Consequences in terms of population health and economical damage caused by severe weather events are studies in this report. The data used in this report is downloaded from the NOAA Storm Database. The data regarding the people health is available in terms of injuries and casualties. The economical loss data is presented in terms of crop and property economical losses. The data provided is split by type of peril and geographical adimistrations in the United States.

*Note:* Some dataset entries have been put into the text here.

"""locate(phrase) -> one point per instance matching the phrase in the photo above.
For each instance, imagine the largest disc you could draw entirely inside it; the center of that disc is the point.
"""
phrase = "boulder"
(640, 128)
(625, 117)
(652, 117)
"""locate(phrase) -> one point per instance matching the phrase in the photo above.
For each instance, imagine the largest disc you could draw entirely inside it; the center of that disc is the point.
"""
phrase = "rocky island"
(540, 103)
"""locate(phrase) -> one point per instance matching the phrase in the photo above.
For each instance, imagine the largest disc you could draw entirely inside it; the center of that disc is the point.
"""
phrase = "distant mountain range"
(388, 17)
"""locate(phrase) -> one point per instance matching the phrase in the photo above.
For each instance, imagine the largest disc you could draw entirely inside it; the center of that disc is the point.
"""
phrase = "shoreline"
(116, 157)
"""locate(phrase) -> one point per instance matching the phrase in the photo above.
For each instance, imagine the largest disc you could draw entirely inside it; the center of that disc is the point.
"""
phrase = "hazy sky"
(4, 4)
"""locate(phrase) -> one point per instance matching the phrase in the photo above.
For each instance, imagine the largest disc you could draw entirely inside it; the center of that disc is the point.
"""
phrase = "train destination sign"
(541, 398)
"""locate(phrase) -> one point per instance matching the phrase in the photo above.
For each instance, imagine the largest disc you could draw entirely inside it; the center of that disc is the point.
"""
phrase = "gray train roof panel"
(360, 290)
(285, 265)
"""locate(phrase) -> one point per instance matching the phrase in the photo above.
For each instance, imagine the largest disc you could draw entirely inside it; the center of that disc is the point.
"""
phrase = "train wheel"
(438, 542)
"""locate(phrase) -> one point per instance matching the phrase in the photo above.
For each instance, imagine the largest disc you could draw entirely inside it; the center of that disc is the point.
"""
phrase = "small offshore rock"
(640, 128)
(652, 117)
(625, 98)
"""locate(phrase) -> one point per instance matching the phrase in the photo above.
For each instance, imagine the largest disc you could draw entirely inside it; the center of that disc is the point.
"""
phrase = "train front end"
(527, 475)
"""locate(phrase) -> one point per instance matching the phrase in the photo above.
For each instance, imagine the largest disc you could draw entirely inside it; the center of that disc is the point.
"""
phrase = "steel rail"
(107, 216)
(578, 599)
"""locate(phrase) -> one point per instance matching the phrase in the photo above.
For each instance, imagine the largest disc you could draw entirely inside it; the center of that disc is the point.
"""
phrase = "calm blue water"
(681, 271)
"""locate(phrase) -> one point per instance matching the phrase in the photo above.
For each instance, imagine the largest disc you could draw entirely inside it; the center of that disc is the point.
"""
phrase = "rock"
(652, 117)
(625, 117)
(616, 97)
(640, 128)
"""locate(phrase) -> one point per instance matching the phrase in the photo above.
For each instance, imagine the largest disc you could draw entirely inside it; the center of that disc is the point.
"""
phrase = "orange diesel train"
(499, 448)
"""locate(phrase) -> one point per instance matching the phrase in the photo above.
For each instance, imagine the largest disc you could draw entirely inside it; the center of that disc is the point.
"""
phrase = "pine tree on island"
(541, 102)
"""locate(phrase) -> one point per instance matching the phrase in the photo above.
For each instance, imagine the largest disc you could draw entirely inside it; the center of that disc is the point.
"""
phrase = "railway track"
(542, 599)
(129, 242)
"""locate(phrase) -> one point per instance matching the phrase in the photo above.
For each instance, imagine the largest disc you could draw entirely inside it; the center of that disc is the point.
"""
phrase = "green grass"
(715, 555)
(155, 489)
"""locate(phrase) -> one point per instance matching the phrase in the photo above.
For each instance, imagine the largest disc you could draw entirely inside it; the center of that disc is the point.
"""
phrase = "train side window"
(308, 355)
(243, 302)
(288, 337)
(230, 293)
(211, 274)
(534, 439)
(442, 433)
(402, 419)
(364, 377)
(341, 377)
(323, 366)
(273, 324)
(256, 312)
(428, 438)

The analysis consists in summarizing the total population affected and the total economical damage caused by severe weather events in the United States. The population affected and the total economical damage are aggregated by peril for the entire United States. These results are used to find out what type of events are affecting the population health the most and what types of events are the most damage-causing.
The data is downloaded from the NOAA Storm Database. The file is saved in the working directory under the folder data.
The raw data is read and saved in the following variable.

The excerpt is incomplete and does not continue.